BPs have a P-C-P structure and side chains.12) The calcium and magnesium binding affinities are affected primarily by the side chains, and calcium phosphate and magnesium phosphate seem to be produced.13) Calcium phosphate and magnesium phosphate solubility products of 2.1×10−33 and 1.0×10−24 (mol/L)5 suggest that calcium phosphate is more readily chelated than magnesium phosphate.14) Divalent cations differ with respect to their ability to form chelates, which in turn seems to be related to differences in the inhibition of drug absorption. The cumulative recovery rates of risedronate decreased as the calcium concentration increased, and reduced significantly for evian® (involved 83 mg/L as calcium concentration) and other waters containing higher level of calcium than evian®. Therefore, the rates decreased as the calcium concentration in the different water samples increased to approximately 80 mg/L, but at concentrations above 80 mg/L, the rates remained relatively stable. These results suggest that chelate formation saturates at a calcium concentration of approximately 80 mg/L. Thus, these findings suggest that the absorption of risedronate when taken with mineral water is primarily affected by the calcium concentration, with concentrations of 80 mg/L and above having a significant negative impact on absorption.

The calcium and magnesium concentrations of tap water vary with sampling location. The hardness of tap water in our study was 48 mg/L, and the calcium concentration was 13.0 mg/L (Table 1a). The hardness of most tap water in Japan is within the range 30–80 mg/L,15) and the calcium and magnesium concentrations are thought to be in the range 3–20 mg/L and 1–8 mg/L, respectively.16) The tap water used in this study was therefore considered standard in terms of its calcium and magnesium concentrations.

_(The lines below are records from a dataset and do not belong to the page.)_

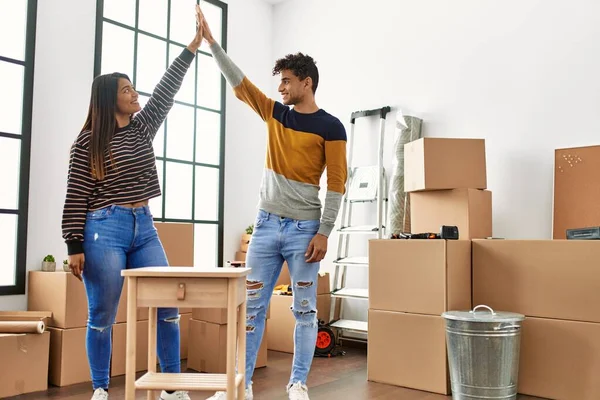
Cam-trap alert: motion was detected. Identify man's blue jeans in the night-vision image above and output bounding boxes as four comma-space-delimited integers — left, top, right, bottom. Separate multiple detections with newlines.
83, 206, 181, 390
246, 210, 320, 385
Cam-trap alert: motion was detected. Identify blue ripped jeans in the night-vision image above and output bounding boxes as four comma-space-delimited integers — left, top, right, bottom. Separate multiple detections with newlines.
83, 205, 181, 390
246, 210, 320, 386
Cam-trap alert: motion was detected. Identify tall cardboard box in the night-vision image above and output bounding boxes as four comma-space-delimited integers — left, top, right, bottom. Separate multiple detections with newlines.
0, 331, 50, 398
369, 239, 471, 316
404, 138, 487, 192
552, 146, 600, 239
518, 317, 600, 400
48, 328, 92, 386
410, 189, 492, 240
473, 239, 600, 323
27, 271, 88, 329
367, 310, 450, 395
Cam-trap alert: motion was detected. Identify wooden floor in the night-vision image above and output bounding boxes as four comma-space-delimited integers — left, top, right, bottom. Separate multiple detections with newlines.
12, 348, 537, 400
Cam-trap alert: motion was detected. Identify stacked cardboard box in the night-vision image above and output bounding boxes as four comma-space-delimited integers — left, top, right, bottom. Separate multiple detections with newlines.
367, 239, 471, 394
267, 263, 331, 353
473, 240, 600, 400
0, 311, 51, 398
187, 308, 269, 374
404, 138, 492, 239
553, 146, 600, 239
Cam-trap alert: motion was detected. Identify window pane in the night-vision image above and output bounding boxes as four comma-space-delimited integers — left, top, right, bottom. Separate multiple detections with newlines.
0, 0, 27, 61
194, 224, 218, 267
0, 214, 17, 286
150, 160, 165, 218
169, 0, 196, 46
167, 104, 194, 161
200, 1, 223, 46
169, 44, 196, 104
0, 61, 25, 134
0, 137, 21, 209
196, 109, 221, 165
103, 0, 136, 28
101, 22, 134, 79
138, 0, 169, 37
135, 34, 167, 93
198, 53, 221, 110
194, 167, 219, 221
165, 162, 193, 219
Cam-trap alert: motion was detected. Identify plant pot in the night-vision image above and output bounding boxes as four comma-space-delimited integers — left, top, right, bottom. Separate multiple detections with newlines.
42, 261, 56, 272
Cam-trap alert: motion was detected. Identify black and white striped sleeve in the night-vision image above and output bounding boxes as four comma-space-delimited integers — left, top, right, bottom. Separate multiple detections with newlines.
134, 48, 195, 140
62, 142, 94, 255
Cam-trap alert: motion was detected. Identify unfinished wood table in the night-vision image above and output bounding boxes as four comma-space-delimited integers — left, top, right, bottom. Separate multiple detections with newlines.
121, 267, 250, 400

Patients with osteoporosis are often advised to ingest sufficient amounts of calcium. More than 800 mg of calcium must be taken every day to prevent a reduction in bone mass in postmenopausal women and the elderly.1) These patients are typically advised to ingest foods, supplements, and mineral waters containing high levels of calcium. However, the findings of our study suggest that the absorption of risedronate, which is typically prescribed for osteoporosis, is inhibited when the drug is taken with water containing a high concentration of calcium. Consumption of mineral waters containing high levels of Ca2+ (approximately 80 mg/L or above), such as evian® and Contrex®, is therefore not recommended when taking risedronate.

Conflict of Interest

The authors declare no conflict of interest.